Si en la urbe contemporánea se superponen múltiples niveles de lecturas, Hernandez siempre ha insistido en la necesidad de cartografiar aquellos sectores que parecen no existir. En Forever (2007-2012) regresa a los asentamientos de los desposeídos y nos muestra detalles inesperados de una existencia precaria; en Discarded (2012-2015) se aproxima a las comunidades situadas a las afueras de Los Ángeles, arrasadas por la última crisis económica y la posterior ola de desahucios. Este es su trabajo más rotundo y sobrecogedor, que interpela un nuevo modelo de despojo que sigue en constante desarrollo.

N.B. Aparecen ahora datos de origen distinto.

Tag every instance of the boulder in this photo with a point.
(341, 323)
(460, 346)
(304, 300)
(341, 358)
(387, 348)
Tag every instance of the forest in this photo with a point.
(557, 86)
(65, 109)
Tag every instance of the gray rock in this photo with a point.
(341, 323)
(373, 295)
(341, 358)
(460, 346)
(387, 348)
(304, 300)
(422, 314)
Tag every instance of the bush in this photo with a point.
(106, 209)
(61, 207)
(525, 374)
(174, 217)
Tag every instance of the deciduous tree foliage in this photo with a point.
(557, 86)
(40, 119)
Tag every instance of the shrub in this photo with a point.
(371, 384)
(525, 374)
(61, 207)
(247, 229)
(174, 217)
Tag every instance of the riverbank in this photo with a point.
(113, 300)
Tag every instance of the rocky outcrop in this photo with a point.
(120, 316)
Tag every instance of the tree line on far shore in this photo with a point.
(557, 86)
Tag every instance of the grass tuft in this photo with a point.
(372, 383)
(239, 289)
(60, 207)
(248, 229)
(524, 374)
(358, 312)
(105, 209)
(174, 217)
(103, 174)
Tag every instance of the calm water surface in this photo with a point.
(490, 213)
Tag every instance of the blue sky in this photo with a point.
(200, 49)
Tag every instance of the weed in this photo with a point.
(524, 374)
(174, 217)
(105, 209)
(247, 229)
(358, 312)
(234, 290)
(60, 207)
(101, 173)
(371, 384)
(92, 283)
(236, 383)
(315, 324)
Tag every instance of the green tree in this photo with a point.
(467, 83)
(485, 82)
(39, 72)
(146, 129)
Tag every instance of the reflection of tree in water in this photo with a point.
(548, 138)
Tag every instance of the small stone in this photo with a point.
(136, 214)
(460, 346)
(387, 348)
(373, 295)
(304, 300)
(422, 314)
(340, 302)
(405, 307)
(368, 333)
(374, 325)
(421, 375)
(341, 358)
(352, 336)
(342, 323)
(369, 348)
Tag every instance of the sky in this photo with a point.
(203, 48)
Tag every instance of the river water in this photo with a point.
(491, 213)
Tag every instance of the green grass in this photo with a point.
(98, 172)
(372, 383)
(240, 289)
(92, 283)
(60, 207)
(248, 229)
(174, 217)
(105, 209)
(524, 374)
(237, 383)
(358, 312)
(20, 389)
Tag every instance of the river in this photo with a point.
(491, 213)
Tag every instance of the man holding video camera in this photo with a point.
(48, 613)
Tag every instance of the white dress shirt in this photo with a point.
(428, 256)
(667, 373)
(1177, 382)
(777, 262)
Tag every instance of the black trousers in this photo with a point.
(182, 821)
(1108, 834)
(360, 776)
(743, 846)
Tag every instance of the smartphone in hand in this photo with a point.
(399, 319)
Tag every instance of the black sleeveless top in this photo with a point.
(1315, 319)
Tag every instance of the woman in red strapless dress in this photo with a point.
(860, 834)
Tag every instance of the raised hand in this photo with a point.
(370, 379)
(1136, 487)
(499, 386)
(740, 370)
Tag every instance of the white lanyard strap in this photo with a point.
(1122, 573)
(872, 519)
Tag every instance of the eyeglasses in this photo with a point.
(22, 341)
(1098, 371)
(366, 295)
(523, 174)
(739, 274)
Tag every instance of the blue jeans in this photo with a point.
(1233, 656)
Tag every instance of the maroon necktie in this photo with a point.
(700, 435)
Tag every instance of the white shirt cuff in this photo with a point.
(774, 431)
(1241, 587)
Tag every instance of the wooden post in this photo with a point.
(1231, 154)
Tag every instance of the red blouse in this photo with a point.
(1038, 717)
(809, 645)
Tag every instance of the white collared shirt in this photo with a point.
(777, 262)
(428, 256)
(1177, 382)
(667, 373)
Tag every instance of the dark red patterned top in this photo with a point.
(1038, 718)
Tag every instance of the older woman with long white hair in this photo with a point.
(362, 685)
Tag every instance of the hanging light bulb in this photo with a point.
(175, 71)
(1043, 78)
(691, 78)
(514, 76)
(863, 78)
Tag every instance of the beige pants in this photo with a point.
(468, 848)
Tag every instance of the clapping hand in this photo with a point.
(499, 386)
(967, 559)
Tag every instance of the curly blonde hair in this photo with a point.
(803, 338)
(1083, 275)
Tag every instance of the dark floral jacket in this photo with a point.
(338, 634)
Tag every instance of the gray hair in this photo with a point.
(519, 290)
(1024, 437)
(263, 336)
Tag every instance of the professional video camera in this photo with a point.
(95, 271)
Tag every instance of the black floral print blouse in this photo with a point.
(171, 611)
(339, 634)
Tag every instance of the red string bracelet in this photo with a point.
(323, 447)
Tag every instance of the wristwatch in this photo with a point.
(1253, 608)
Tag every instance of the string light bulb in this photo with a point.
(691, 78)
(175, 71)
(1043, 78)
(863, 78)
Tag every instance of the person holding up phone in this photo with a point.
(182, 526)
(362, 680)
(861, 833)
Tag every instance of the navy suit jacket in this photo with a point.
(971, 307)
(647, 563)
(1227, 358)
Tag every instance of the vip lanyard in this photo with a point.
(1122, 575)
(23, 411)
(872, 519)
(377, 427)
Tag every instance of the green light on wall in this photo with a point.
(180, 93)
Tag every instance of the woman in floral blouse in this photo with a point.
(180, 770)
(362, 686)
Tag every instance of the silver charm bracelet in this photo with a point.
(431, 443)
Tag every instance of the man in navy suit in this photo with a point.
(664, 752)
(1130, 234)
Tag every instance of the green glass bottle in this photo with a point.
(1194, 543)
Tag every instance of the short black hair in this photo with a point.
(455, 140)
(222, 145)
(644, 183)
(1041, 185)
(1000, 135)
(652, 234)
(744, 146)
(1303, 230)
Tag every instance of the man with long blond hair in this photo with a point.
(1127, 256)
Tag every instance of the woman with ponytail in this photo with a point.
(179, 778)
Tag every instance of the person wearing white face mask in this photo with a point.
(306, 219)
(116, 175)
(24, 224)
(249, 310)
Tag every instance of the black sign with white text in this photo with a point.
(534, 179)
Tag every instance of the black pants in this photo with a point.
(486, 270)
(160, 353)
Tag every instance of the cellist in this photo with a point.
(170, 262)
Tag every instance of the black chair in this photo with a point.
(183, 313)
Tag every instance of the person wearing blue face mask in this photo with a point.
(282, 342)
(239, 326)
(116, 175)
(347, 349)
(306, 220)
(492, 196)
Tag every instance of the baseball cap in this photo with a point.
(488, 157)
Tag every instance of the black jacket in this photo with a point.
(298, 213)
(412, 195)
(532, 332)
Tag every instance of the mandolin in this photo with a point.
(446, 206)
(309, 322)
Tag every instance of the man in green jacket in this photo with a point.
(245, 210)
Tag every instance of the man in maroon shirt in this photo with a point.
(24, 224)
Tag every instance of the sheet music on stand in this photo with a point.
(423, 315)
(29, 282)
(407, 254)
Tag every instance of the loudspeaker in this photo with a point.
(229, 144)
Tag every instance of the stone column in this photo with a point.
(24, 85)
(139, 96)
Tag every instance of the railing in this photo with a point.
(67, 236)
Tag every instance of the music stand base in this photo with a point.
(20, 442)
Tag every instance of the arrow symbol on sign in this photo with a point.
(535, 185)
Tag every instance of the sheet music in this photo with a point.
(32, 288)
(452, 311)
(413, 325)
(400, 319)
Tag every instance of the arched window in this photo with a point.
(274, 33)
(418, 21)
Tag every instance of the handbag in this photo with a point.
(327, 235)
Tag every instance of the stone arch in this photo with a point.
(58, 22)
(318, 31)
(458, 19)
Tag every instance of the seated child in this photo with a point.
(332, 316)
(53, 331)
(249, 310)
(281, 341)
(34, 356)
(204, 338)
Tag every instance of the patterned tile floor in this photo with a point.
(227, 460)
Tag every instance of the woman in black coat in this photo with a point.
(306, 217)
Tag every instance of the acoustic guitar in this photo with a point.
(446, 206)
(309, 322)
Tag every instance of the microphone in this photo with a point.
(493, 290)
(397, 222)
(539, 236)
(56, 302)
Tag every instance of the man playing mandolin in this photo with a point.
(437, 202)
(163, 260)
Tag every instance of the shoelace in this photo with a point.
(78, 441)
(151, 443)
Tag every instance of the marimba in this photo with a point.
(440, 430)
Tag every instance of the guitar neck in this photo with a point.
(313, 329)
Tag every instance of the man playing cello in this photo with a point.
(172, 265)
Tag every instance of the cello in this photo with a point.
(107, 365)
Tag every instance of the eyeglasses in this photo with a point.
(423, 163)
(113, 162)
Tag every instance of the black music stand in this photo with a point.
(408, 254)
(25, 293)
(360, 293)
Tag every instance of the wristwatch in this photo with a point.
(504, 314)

En su aproximación a zonas devastadas, Hernandez también ha prestado atención a la materialidad de la arquitectura por medio de fragmentos tomados muy de cerca; en ocasiones, el resultado roza la abstracción y revela la influencia que en su práctica tendrán las estéticas del Minimalismo. En esta dirección sobresale la espléndida Pictures for Rome (1999): ruinas modernas retratadas con una lúcida ambigüedad semántica, y que le sirven para reflexionar acerca del carácter desechable de buena parte de la cultura contemporánea. Esta poética abstracta alcanza también a sus últimos trabajos, realizados ya en 2017, en los que enfoca su objetivo en los paneles perforados de las paradas de autobús de Los Ángeles. El resultado es una trama de vívidos colores donde apenas podemos identificar aspectos de la realidad, pero que revela el deseo del fotógrafo por localizar la esquiva belleza de lo cotidiano.